[Tagging] Access by permit

Kevin Kenny kevin.b.kenny+osm at gmail.com
Tue Sep 19 03:12:12 UTC 2017


On Mon, Sep 18, 2017 at 9:30 PM, Dave Swarthout <daveswarthout at gmail.com>
wrote:

> Unfortunately, it might never happen because even with what I see as
> crystal clear reasoning provided by Kevin, it's obvious to
> me consensus will not be possible within the group. But should it somehow
> come to pass that a better tagging scenario results, I can easily replace
> my access=permit tags.
>

Actually, I think we're getting pretty close; it appears that "map what's
on the ground" were magic words in this dialogue. What's on the ground is a
binch of posters saying "ACCESS BY PERMIT ONLY" and contact information -
and a line of survey blazes on the trees. Everything else: fees, seasons,
quotas, lotteries, whatever, is not observable in the field. I'll concede
that I've become quite cross at my inability to explain myself, but don't
let my temper convince you that consensus can't form.


> As for whether the object also contains contact info or permit info as
> well, that is an option available to mappers much like the number of lanes
> of a highway, or its surface - it's optional and can always be added later.
> To make such a subsidiary tag a de facto requirement for acceptance is over
> shooting the mark
>

I'm fine with saying that access=permit ordinarily SHOULD be paired with at
least some contact information for the permitting organization. It's rare
to know that a permit is required and not know who grants it. There's
always incomplete tagging, and data consumers always have to expect to deal
with objects that are underspecified, but let's set a baseline that gives
at least minimally useful information.

      - - -

Oh, and some meta-observations, only marginally on topic, so feel free to
stop reading.

When a data consumer says that they have an application that wishes to
render some objects one way, and some objects another way, at least that
consumer has some idea that the objects are different. Simply asserting
that the two are the same (that "permit" means the same thing as "private")
is telling that consumer, "you shouldn't want what your're requesting."
That is never helpful, even when it's correct.

When a data consumer comes here asking how to tag something that they wish
to render and use - and are willing to enter the data to support it -
that's a big gain for everyone.

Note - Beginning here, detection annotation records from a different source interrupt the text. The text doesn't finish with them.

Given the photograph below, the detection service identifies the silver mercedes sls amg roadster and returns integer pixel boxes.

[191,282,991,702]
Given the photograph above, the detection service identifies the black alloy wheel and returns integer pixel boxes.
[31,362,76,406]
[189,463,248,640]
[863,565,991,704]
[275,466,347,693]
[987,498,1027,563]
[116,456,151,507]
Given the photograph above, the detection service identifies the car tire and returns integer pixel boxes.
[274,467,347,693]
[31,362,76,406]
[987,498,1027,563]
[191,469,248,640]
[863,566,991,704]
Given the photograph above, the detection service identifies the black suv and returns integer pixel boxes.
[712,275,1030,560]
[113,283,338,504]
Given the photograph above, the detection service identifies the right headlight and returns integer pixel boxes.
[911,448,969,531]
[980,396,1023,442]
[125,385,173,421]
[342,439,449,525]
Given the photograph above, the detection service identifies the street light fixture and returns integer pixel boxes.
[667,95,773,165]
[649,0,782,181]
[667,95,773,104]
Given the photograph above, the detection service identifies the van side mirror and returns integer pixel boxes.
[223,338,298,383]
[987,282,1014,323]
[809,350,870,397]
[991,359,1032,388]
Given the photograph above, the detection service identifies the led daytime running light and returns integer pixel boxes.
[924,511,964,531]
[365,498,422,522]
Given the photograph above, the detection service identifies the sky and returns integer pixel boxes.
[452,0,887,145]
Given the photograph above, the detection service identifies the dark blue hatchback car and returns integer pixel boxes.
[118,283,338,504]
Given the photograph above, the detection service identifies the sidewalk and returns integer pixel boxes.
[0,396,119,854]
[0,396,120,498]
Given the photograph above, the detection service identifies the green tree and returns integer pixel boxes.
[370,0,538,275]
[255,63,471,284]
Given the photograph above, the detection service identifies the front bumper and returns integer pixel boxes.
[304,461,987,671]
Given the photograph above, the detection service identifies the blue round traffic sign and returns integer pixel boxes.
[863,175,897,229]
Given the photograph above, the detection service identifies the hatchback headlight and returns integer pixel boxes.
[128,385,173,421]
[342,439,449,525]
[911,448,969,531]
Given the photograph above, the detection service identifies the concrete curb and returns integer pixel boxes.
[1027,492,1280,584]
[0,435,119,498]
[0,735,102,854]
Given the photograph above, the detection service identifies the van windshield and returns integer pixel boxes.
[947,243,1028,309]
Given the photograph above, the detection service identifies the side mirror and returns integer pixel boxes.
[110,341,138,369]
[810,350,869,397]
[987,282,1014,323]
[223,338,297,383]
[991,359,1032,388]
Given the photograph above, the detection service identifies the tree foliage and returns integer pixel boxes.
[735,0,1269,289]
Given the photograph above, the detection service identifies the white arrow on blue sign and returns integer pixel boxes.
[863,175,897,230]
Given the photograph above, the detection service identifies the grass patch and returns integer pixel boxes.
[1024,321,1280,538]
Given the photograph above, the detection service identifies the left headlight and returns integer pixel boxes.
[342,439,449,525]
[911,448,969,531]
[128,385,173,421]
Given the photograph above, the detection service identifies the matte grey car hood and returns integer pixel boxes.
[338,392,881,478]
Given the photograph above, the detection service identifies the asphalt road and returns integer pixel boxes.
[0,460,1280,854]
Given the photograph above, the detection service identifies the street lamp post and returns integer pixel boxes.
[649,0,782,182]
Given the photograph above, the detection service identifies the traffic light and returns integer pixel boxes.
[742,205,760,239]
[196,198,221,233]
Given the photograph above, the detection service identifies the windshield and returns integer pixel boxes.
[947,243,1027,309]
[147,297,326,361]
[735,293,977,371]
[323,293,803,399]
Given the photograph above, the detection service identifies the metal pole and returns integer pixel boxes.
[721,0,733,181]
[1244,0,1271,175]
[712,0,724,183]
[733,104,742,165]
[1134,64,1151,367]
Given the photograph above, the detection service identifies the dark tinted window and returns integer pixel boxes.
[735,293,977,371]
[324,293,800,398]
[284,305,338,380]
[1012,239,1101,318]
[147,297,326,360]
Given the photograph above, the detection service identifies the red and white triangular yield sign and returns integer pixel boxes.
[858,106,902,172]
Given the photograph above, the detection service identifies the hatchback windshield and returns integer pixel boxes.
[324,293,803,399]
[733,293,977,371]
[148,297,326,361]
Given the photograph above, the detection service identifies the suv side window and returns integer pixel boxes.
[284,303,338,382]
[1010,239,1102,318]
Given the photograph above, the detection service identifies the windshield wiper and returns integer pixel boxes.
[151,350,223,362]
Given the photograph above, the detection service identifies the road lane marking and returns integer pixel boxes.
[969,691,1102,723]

The consumer gets the problem solved, the
map gets the data, the community gains a member, and the problem is solved,
not only for that consumer but also for everyone else with the same issue.

Data consumers, the people who draw the maps, implement the routers and
produce the directories - or rather, their customers, the people who read
the maps, follow the directions, and look up the locations - are why we're
building this database, aren't they?

By contrast, the arguments about tagging among people that are mapping "on
spec" always strike me as faintly ridiculous. I simply stay away from the
discussions of how many angels can dance on a particular pinhead, when I
have no idea what application has a use for angel count or how it would
interpret that data to render a useful result.

There are only a few exceptions, I think. We've decided for a number of
reasons that cadastral data (except for administrative boundaries, public
and landmark land uses, and some other notable things) does not belong in
OSM. We've decided that historical data does not belong is OSM (because it
is not visible on the ground: visible traces may and should be mapped). And
people propose duplicate tagging schemes out of ignorance - so by all means
ask if an existing tag would serve the purpose. But please don't dismiss
people's requests out of hand. At least listen and try to understand what's
being said. Examine whether the thing might simply violate your cultural
assumptions, for instance. From highway classification to administrative
boundaries to default property access, another country's practices might
simply be different from yours.

That's the source of a lot of our trans-Atlantic friction, by the way. US
practices are best described, in almost all areas, as 'untidy'. The people
who do wonderful work in neatening the categories and descriptions into
which we sort our geographical objects are appalled at this, and rightly
fear that the map will turn to chaos. In turn, many USAian mappers hear the
people who call desperately for order as saying 'our data model is fine;
fix your country!' (Would that it were that simple!) Yes, the US is an
messy, even chaotic, country. Many of us like it that way. In any case, we
have to model it as best we can. If that means using the 'national park'
tag on something (http://www.openstreetmap.org/relation/6265477) that is
surely not a National Park, nor even national, and is arguably also not a
park, so be it. Nothing else fits, and the underlying object is both
one-of-a-kind and locally extremely important. If it means describing a
type of land access restriction that is common here but (apparently) rare
elsewhere, let us have it. If it means that we have county boundaries that
are mapped even though they don't exist on the ground in any way, well, we
do have indefinite boundaries even at the county level. (Example:
http://caltopo.com/map.html#ll=43.62167,-74.51014&z=15&b=t The boundary is
back in the woods, in an area that's never been settled, and nowadays is
all protected wilderness. If it ever becomes important, a survey team
and/or a court of law can settle where it is. In the meantime, the locals
see 'indefinite boundary' as not being worth the money to fix.) Some US
tagging will always be founded on little lies - because the truth is
inconsistent or indeterminate.

We're all trying to map the world. It keeps turning out to be a bigger and
stranger place than any of us imagine.